Health & Fitness
Missouri's "Right to Pray" Amendment a Failure in Self Government
The last few years have been a little scary for those who value reason and freethinking, but how close are we to a resurgence of Dark Ages dogmatism?
As many in every State of our Union now know, Missouri voters made us the new Arkansas of the 21st Century. Amendment 2, and its children's book-like ballot language passed 83% to 17%. As I mentioned to my wife that evening, I have never been this happy to be in such a minority since our "war of choice" in Iraq.
Regardless, the law is so full of holes, it will never stand in the courts, so I'm not worried about it lasting long. However, this whole ordeal did remind me of something I read by the 19th Century freethinker, Robert Ingersoll when he warned Americans of the following:
"If God is allowed in the Constitution, man must abdicate.

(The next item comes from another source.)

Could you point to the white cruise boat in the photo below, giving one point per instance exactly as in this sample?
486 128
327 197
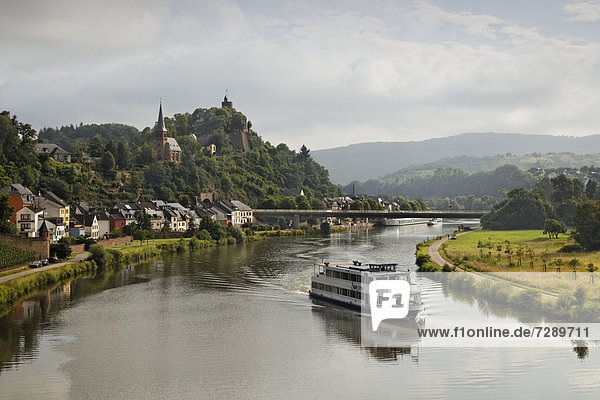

There is no room for both. If the people of the great Republic become superstitious enough and ignorant enough to put God in the Constitution of the United States, the experiment of self-government will have failed, and the great and splendid declaration that "all governments derive their just powers from the consent of the governed" will have been denied, and in its place will be found this: All power comes from God; priests are his agents, the people are their slaves."
This Amendment obviously does not do any of that. Until then, our democracy is still safe from a resurgence of Dark Ages dogmatism.